5 Applications in Numerical
Relativity
By their very nature, numerical simulations of space-times are
invariably tied to choices of coordinates, gauge conditions,
dynamical variables, etc. Therefore, it is non-trivial to extract
from them gauge invariant physics, especially in the strong
curvature regions. Traditionally, the analytical infrastructure
available for this purpose has been based on properties of the Kerr
solution and its perturbations. However, a priori it is not clear
if this intuition is reliable in the fully dynamical, strong
curvature regime. On the numerical side, a number of significant
advances have occurred in this area over the past few years. In
particular, efficient algorithms have been introduced to find
apparent horizons (see, e.g., [6, 168, 177]), black hole excision
techniques have been successfully implemented [73
, 3
], and the stability
of numerical codes has steadily improved [64]. To take full
advantage of these ongoing improvements, one must correspondingly
‘upgrade’ the analytical infra-structure so that one can extract
physics more reliably and with greater accuracy.

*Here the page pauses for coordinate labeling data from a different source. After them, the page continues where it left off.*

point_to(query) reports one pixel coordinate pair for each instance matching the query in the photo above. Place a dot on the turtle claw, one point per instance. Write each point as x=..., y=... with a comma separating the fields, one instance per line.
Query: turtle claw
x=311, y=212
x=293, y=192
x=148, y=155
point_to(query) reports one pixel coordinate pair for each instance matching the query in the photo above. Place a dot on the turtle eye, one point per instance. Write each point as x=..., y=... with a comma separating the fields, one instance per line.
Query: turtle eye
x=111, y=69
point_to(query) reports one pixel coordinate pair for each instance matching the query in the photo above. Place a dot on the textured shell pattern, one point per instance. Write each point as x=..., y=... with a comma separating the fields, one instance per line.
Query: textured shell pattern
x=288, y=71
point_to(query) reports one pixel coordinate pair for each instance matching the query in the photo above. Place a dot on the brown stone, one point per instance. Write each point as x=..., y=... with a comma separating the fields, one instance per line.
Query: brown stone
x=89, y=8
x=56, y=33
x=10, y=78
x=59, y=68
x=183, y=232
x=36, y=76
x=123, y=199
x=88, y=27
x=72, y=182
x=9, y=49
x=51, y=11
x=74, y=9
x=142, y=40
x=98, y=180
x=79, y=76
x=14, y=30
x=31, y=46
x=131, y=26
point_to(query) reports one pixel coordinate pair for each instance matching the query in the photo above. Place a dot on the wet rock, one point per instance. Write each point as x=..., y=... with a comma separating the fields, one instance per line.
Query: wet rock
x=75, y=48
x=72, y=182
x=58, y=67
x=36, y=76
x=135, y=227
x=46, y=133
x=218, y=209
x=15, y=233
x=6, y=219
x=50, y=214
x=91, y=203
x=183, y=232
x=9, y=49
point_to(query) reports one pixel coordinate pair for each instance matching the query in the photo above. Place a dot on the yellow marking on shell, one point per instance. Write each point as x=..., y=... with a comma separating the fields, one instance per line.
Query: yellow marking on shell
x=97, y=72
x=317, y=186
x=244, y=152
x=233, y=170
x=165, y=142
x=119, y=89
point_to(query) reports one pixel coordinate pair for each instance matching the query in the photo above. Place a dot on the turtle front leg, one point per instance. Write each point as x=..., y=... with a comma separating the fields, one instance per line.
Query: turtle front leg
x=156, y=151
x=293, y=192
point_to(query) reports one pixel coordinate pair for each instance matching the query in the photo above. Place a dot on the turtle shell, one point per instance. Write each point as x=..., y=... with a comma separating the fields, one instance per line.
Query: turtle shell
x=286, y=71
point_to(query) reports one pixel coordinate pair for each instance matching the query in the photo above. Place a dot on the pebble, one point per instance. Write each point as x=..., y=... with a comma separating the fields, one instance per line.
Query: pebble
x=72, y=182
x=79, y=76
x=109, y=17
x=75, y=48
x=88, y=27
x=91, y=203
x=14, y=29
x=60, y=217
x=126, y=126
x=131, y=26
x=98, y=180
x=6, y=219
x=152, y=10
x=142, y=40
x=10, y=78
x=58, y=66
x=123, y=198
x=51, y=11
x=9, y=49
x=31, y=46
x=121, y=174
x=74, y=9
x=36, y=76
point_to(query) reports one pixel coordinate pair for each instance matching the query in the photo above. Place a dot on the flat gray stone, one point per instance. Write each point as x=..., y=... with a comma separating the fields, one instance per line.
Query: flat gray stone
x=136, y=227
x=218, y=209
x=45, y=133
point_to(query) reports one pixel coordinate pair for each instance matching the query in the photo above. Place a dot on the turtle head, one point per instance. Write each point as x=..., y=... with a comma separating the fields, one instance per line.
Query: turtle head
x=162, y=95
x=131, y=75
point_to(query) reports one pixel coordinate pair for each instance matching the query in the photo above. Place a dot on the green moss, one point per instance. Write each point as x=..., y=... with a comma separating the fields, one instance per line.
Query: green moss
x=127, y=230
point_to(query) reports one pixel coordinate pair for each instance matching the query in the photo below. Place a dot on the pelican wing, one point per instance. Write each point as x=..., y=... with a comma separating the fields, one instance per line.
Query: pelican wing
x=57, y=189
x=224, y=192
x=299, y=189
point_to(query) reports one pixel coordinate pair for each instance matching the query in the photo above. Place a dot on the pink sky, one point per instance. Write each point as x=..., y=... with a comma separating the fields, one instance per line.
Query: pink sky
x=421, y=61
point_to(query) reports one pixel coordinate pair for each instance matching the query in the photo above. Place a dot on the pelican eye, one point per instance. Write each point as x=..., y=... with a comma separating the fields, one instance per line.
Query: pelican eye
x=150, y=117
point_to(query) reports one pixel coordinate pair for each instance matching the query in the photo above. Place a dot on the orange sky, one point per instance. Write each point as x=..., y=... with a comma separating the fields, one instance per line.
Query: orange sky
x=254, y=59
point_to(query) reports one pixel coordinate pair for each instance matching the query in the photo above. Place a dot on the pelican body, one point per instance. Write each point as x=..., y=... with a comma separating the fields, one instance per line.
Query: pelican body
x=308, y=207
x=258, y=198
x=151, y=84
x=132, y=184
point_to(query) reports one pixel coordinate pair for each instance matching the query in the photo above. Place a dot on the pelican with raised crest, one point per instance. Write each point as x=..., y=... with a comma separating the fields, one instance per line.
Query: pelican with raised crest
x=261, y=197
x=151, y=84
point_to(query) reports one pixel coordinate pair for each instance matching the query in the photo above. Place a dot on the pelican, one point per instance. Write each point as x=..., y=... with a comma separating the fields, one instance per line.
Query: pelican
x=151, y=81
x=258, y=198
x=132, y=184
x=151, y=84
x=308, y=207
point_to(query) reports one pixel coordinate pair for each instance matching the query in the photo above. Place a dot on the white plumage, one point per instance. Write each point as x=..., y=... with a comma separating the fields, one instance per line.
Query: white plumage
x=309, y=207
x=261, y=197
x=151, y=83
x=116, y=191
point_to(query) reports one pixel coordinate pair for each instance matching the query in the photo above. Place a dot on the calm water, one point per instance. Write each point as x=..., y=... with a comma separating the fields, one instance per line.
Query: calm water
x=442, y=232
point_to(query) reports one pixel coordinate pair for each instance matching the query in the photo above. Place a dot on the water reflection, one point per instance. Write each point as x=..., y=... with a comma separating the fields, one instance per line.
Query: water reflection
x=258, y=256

These considerations provided stimulus for a
significant body of research at the interface of numerical
relativity and the dynamical and isolated horizon frameworks. In
this section, we will review the most important of these
developments. Section 5.1
summarizes calculations of mass and angular momentum of black
holes. Section 5.2 discusses applications to problems
involving initial data. Specifically, we discuss the issue of
constructing the ‘quasi-equilibrium initial data’ and the
calculation of the gravitational binding energy for a binary black
hole problem. Section 5.3 describes how one can calculate the
source multipole moments for black holes, and Section 5.4 presents a ‘practical’ approach for
extracting gauge invariant waveforms. Throughout this section we
assume that vacuum equations hold near horizons.